So, I have played to audiences real or imagined all of my life — and it has brought me no end of pleasure. I like to imagine what thoughts go through their minds, every detail of their appreciation of me. Right now, for instance, there is a boy, outside the beach kiosk, watching me. He has two sisters flanking him, but they are younger and more interested in the twenty flavours of ice-cream brought down to Menton from
Nice, some of them so disgusting that just to read their names is enough to make one bilious: beer, licorice, mimosa.

The boy’s mother has seen me now too, and she pauses in the lighting of her cigarette. It is hot today and I can see she is overdressed and bothered, and would like to be like me, stretched out on my foam-rubber pallet, entirely oiled and lying on my back in the sun. Would her breasts be as beautiful as mine, as firm to the touch, as sweetly positioned on the top of her chest? Mine are smooth with silicone, buoyant and brown. Would her stomach be like mine, sculptured stone? Would her limbs be as fleshless?

They don’t have the technology yet for my neck, for my upper arms, my thighs — though it’s on its way and will be available by the time my admirer requires it. Smoking now, about forty and overdue for some eye-work, she is sitting on a low brick wall on the other side of the narrow road between the beach and the row of kiosks.

And she will require the work eventually, my admirer, who is drawing in toxic smoke over there, watching me. Every woman in the world will want it, eternal youth — and if they can afford it, most will succumb. The money I’ve spent! From my third husband I inherited a fortune — and most of it is gone.

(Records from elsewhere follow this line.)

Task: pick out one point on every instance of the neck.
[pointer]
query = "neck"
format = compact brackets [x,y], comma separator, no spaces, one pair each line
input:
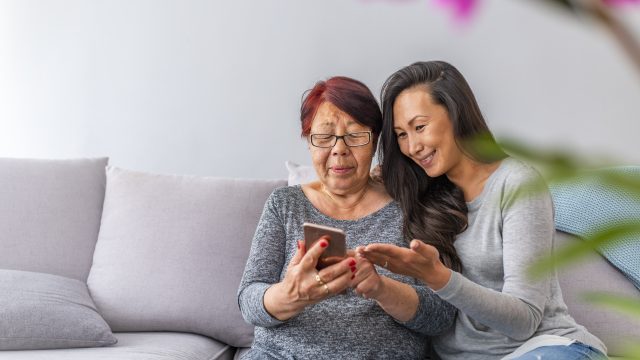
[344,201]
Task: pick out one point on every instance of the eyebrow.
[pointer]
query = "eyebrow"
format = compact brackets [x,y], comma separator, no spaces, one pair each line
[412,120]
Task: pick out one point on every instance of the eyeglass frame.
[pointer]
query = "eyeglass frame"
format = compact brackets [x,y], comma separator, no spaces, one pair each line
[342,137]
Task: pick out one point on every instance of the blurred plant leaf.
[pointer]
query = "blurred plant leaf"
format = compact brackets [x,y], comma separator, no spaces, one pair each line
[556,165]
[570,254]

When I sit up the beach spins around me — the brown of the basting bodies, the gaudy towels, the bright primaries and whites of the beach umbrellas — a whirl of colour. So lightheaded am I that I must roll first to my hands and knees before gaining my feet. For seven years I have had trouble with this manoeuvre, and every time I attempt it I remember the face of the liposuction operator who damaged the nerve in my right leg. I remember his Oriental face and I imagine him watching me now, his narrow eyes heavy with remorse. What grace have
I inhibited? he asks himself. How fortunate it is that her beauty overwhelms her halting step!

A man has joined the woman now, a Saxon with close-cropped hair in a golden fuzz. He’s big, like a German, like a Swede, like an Australian. Like her, he’s seen a lot of harsh sun and is prematurely aged. Bulging slightly in her Lycra shirt, her bra straps cutting little valleys into her shoulders, his tired-faced wife smiles at him and offers him a drag on her cigarette and it occurs to me then — it makes my performance all the more bittersweet, the pleasure I take in it more acute — that he reminds me of my father.

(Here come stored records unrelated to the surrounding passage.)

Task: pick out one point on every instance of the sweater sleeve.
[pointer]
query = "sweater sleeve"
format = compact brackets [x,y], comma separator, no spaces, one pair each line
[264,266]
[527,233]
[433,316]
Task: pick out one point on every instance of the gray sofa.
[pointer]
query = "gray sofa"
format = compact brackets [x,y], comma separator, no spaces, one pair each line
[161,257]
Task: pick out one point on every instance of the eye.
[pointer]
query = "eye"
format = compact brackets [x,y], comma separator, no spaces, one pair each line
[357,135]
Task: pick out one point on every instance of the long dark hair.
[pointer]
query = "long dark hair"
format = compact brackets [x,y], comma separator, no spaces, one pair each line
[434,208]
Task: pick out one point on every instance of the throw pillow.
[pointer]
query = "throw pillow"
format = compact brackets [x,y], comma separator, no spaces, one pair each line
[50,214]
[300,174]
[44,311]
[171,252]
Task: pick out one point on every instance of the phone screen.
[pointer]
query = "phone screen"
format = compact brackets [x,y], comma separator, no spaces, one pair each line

Now I am promenading towards them, towards the shower by the path, my thighs slipping noiselessly past each other: they haven’t touched for thirty years. Do they guess that I am fifty-five? I place each foot carefully, one in front of the other in the sand, so as not to jar my tendons, my distended knees. I would like to have some bone shaved from them, and my elbows, to bring the joints more into the line of my limbs.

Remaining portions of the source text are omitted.